|
Besonderheiten Landwirtschaft
Eheverträge haben in der Landwirtschaft eine lange Tradition. Oftmals wurden Vereinbarungen zum Güterstand, Altersvorsorge und Unterhalt mit einem Mustervertrag des örtlichen Notars geregelt. Dies ist seit 2005 höchst gefährlich, denn seit 2005 unterliegen Eheverträge der richterlichen Kontrolle: Im Streitfall kann also der Richter den Vertrag insgesamt für unwirksam erklären oder abweichende Regelungen anordnen. Dies ist insbesondere dann der Fall, wenn er die Versorgung nach einer Scheidung nicht für angemessen geregelt erachtet. Aber auch die Unterhaltsreform von Anfang 2008 verlangt nach individuellen Regelungen. Der Bundesgerichtshof wiederholt regelmäßig in seiner Rechtsprechung, dass das Unterhaltsrecht an den individuellen Gegebenheiten auszurichten ist. Hier ist zu berücksichtigen, ob die Kinderbetreuung in ausreichendem Maß gesichert ist, was gerade im ländlichen Bereich schwierig sein dürfte.
Beispiel:
Das Ehepaar Max und Lena trennen sich. Die beiden Kinder sind 7 und 9 Jahre alt. Die schulische Mittagsbetreuung endet um 15 Uhr. Die Kinder müssen von der Schule abgeholt werden.
Grundsätzlich wäre Lena verpflichtet, einer Ganztagstätigkeit nachzugehen. Kann sie jedoch nachweisen, dass wie hier keine weitere Betreuungsmöglichkeit besteht, muss Max weiter Ehegattenunterhalt bezahlen.

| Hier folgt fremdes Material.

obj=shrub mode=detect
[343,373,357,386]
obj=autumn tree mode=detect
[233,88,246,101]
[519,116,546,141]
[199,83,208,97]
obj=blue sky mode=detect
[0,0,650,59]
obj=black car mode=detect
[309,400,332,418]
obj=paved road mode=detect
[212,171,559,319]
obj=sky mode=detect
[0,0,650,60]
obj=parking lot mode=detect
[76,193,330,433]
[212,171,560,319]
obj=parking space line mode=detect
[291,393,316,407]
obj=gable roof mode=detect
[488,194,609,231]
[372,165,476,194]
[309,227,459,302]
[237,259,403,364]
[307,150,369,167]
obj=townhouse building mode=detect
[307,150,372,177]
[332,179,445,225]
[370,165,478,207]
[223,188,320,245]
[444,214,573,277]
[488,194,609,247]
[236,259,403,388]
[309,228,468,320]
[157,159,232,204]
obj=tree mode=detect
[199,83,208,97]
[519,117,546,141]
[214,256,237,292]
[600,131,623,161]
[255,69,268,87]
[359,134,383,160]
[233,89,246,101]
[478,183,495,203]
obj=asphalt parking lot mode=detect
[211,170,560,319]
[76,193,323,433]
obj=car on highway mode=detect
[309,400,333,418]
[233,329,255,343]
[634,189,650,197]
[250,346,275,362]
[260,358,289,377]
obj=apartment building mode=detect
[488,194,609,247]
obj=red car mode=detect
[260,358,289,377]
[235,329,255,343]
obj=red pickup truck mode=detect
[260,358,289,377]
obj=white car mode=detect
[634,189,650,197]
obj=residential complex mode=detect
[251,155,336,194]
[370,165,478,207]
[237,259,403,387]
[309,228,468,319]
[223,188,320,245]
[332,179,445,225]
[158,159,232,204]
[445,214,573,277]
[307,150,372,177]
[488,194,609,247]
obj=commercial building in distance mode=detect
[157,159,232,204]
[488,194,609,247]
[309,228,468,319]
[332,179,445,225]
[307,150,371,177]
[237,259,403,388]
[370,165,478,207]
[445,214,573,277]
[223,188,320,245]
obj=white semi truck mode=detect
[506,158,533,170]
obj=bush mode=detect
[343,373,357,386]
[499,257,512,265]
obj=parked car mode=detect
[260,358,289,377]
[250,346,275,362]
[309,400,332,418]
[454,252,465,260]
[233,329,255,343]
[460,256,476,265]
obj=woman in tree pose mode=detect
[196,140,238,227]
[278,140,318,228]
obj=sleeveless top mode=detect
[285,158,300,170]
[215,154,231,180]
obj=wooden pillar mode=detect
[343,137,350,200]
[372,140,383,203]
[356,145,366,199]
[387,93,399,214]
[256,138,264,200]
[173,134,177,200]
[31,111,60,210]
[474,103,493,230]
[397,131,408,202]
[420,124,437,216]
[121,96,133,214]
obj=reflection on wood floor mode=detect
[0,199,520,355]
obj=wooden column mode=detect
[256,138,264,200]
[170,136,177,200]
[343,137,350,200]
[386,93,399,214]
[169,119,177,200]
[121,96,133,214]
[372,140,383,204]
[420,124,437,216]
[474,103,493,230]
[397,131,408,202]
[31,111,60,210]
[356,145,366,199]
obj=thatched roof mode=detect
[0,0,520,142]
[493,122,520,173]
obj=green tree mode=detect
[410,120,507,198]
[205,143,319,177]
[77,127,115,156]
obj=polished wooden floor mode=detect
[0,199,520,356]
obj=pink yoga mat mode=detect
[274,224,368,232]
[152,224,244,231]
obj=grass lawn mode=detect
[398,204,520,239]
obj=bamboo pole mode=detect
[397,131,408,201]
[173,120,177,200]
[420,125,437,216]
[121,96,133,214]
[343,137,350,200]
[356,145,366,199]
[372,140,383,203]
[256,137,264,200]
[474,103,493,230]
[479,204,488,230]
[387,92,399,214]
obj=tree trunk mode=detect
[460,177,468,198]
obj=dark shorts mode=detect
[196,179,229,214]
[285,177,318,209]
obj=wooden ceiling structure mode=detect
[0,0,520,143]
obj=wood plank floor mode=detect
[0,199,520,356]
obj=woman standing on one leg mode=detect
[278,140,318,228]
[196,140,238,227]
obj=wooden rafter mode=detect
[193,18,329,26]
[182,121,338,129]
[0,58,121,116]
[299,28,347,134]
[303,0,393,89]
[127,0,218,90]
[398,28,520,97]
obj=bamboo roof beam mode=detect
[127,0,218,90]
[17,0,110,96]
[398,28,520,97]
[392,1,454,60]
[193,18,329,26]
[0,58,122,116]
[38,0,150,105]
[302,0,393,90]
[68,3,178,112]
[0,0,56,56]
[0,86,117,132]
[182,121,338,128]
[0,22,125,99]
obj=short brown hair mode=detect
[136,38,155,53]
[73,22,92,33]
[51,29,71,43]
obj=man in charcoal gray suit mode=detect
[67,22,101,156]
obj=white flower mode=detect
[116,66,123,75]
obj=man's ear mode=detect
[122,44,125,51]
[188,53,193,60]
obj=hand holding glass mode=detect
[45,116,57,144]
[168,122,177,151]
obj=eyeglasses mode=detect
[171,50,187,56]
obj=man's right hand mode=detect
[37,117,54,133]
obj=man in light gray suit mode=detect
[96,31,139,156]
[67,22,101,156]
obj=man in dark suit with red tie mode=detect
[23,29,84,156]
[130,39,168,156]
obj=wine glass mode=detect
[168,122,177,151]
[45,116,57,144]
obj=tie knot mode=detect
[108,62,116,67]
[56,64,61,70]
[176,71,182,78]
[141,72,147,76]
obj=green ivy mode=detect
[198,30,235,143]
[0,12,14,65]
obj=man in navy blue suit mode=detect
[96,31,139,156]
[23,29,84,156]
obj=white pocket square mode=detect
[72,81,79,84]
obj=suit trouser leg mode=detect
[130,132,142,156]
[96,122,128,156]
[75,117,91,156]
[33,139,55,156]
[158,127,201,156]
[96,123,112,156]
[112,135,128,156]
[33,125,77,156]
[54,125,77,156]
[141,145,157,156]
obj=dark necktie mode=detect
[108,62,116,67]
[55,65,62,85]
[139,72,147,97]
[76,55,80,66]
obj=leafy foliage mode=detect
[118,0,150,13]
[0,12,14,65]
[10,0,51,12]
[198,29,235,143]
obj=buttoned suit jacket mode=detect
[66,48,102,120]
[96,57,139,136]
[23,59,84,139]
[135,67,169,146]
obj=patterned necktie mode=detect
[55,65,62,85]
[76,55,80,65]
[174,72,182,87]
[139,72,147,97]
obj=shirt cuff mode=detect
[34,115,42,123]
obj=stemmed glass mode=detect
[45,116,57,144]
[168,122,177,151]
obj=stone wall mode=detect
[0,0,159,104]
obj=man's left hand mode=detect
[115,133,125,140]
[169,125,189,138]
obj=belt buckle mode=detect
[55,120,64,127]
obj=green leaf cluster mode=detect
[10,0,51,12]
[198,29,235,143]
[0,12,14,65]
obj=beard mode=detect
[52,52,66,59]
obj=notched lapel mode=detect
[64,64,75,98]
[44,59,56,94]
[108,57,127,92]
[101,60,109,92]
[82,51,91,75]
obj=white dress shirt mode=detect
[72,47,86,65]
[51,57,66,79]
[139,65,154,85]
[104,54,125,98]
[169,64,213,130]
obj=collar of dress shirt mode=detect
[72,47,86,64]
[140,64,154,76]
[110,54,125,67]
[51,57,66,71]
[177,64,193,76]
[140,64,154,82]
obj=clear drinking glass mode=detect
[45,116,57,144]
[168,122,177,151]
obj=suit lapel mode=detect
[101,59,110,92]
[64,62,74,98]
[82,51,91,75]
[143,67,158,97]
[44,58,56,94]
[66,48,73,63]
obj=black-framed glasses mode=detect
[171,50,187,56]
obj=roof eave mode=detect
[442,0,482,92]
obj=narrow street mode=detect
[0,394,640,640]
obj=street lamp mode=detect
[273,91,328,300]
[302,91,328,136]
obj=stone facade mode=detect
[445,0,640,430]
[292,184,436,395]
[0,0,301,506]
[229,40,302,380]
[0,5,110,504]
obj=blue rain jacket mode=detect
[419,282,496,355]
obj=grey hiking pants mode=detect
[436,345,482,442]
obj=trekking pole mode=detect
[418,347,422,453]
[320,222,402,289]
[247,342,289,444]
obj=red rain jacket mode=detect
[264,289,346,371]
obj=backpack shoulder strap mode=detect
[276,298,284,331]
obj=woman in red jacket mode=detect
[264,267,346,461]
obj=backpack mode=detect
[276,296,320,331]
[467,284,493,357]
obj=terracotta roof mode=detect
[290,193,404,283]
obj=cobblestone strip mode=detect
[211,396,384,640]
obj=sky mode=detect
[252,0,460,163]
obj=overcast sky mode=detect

Heute stammen nicht mehr alle Bäuerinnen selbst aus einem landwirtschaftlichen Betrieb. Viele junge Frauen haben vor der Heirat einen Beruf erlernt, den sie für die Familie und die Mithilfe im Betrieb aufgeben. Auch dies muss in einer Vereinbarung ausreichend Berücksichtigung finden. Das Unterhaltsrecht knüpft daran an, ob sogenannte „ehebedingte Nachteile“ bestehen, also, ob jemand für die Familie seine berufliche Karriere zurückgestellt hat und ob eine Rückkehr in den erlernten Beruf möglich ist.
Beispiel:
1) Lena war vor der Ehe Arzthelferin und übt diesen Beruf auch während der Ehe 20 Stunden die Woche aus, da die Schwiegereltern noch in der Landwirtschaft mitarbeiten. Kann sie nach einer Trennung auf eine Vollzeittätigkeit aufstocken, werden keine ehebedingten Nachteile entstehen. Es ist dann nur für eine Übergangszeit Unterhalt zu leisten.
2) Lena war vor der Ehe Steuerfachangestellte. Sie hat 10 Jahre im Beruf ausgesetzt, da in kurzer Folge 3 Kinder geboren wurden. Hier wird ein Wiedereinstieg mit dem alten Gehalt kaum realistisch sein. Kann sie also nur einen Beruf mit geringerem Einkommen ausüben, ist von Max über einen langen Zeitraum Unterhalt zu leisten.
Des Weiteren ist ebenfalls daran zu denken, dass die "Alten" immer älter werden und an Krankheiten leiden, die oftmals eine häusliche Pflege nicht möglich machen. Dann kommen teure Pflegeplatzkosten auf die Familie zu.
Leben also 3 Generationen vom Betrieb, übersteigt dies oft die finanziellen Grenzen und Möglichkeiten.